Some of Yarvin’s writing from then is so radically right wing that it almost has to be read to be believed,
like the time he critiqued the attacks by the Norwegian far-right terrorist Anders Behring Breivik
—who killed 77 people, including dozens of children at a youth camp
—not on the grounds that terrorism is wrong

but because the killings wouldn’t do anything effective to overthrow what Yarvin called
Norway’s “communist” government.

He argued that Nelson Mandela,
once head of the military wing of the African National Congress,
had endorsed terror tactics and political murder against opponents,
and said anyone who claimed
“St. Mandela” was more innocent than Breivik might have
“a mother you’d like to fuck.”

He’s tempered himself in middle age
—he now says he has a rule never to
“say anything unnecessarily controversial,
or go out of my way to be provocative for no reason.”
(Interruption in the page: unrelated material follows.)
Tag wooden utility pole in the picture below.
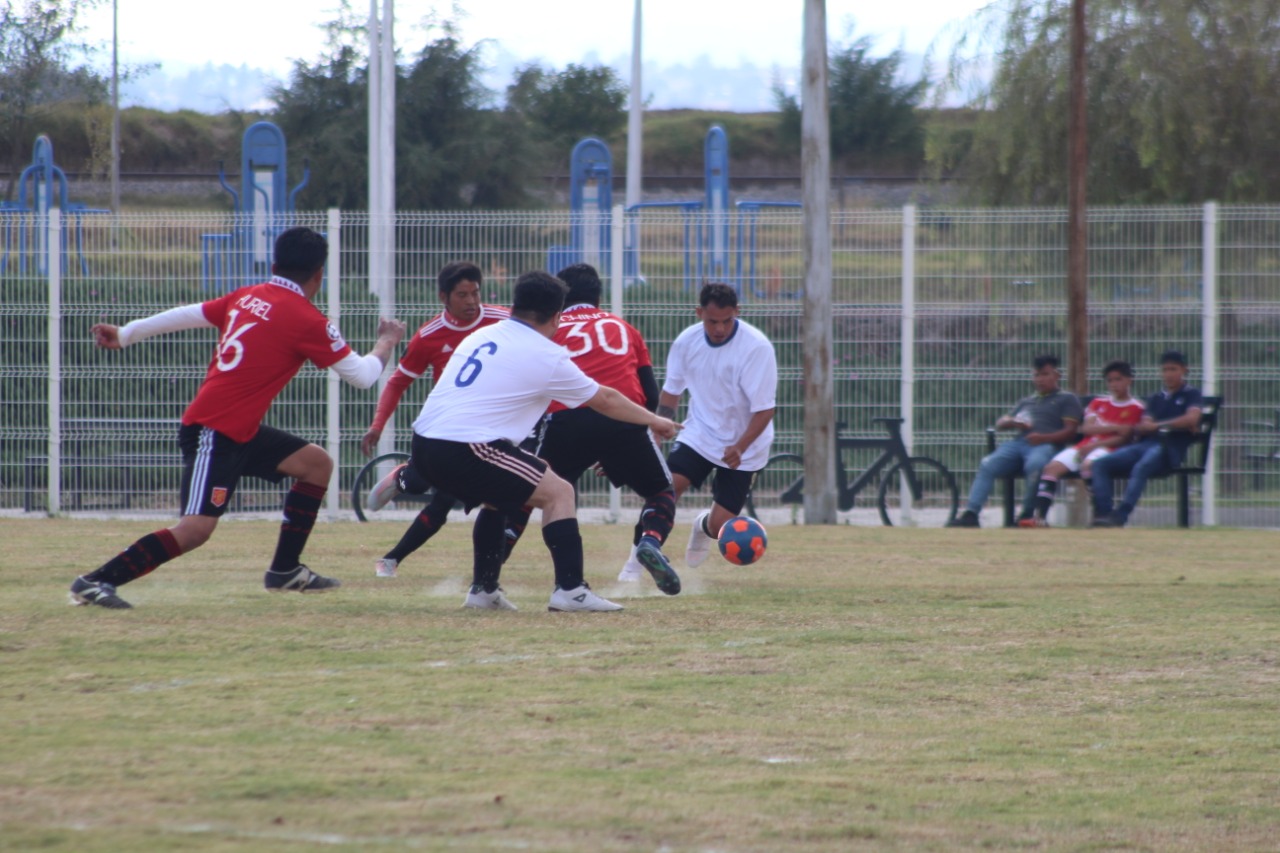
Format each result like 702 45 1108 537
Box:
1066 0 1089 524
800 0 836 524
Many liberals who hear him talk would probably question how strictly he follows this rule,

but even in his Moldbug days, most of his controversial writings were couched in thickets of irony and metaphor,

a mode of speech that younger podcasters and Twitter personalities on the highly online right have adopted
—a way to avoid getting kicked off tech platforms or having their words quoted by liberal journalists.
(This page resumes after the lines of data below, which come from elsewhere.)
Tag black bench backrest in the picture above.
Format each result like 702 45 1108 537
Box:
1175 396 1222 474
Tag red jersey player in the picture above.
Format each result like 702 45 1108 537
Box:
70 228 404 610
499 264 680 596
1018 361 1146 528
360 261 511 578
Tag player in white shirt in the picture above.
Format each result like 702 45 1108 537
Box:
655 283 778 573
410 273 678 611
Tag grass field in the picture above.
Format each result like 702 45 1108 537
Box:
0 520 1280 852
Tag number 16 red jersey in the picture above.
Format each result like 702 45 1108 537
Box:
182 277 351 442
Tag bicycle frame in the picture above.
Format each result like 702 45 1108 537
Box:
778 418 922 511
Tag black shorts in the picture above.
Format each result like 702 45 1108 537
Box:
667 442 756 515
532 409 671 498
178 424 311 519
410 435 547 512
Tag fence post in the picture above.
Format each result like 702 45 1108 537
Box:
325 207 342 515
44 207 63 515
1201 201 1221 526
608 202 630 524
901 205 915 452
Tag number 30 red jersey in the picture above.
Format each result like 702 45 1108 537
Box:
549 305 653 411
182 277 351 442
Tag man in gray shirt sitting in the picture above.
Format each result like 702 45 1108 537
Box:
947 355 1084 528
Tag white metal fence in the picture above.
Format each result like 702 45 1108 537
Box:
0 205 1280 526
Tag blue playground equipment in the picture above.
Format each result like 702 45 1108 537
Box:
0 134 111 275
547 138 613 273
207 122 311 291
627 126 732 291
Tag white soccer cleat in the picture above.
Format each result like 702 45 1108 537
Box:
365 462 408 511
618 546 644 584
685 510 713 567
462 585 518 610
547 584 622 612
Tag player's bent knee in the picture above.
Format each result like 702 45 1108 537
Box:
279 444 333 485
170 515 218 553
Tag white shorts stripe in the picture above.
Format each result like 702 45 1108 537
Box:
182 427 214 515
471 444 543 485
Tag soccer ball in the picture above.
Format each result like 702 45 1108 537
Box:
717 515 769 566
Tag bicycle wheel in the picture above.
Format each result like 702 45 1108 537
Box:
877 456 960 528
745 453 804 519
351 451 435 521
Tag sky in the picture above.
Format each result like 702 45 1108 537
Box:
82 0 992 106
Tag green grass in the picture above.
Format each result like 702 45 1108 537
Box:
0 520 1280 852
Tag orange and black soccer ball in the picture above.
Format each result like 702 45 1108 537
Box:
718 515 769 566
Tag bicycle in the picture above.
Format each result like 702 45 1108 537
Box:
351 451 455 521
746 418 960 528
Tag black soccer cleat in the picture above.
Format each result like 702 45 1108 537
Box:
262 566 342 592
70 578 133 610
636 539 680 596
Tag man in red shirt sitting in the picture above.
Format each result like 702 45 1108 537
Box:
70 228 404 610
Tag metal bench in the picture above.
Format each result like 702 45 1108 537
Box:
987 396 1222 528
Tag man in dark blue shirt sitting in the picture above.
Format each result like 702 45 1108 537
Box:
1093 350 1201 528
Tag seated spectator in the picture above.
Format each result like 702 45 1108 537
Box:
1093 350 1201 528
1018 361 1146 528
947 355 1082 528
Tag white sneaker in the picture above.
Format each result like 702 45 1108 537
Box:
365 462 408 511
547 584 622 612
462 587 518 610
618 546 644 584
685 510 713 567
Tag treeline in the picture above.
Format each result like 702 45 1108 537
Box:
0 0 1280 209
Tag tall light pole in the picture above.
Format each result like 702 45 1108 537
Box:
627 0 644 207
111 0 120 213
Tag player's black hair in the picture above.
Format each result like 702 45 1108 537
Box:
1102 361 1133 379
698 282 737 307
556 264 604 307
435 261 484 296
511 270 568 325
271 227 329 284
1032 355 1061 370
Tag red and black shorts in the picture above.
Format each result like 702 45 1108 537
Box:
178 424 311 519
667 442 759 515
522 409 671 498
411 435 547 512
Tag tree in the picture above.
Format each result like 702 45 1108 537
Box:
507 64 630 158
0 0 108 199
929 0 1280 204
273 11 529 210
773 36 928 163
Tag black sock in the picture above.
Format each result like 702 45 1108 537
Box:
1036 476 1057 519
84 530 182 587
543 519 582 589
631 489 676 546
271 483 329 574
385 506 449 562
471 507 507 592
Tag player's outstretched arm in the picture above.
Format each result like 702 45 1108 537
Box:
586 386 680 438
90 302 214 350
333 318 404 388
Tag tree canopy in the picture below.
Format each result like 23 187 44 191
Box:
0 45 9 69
He considers himself a reactionary, not just a conservative
—he thinks it is impossible for an Ivy League–educated person to really be a conservative.

He has consistently argued that conservatives waste their time and political energy on fights over issues like gay marriage or critical race theory,

because liberal ideology holds sway in the important institutions of prestige media and academia
—an intertwined nexus he calls
“the Cathedral.”

He developed a theory to explain the fact that America has lost its so-called state capacity,
his explanation for why it so often seems that it is not actually capable of governing anymore:

The power of the executive branch has slowly devolved to an oligarchy of the educated
who care more about competing for status within the system than they do about America’s national interest.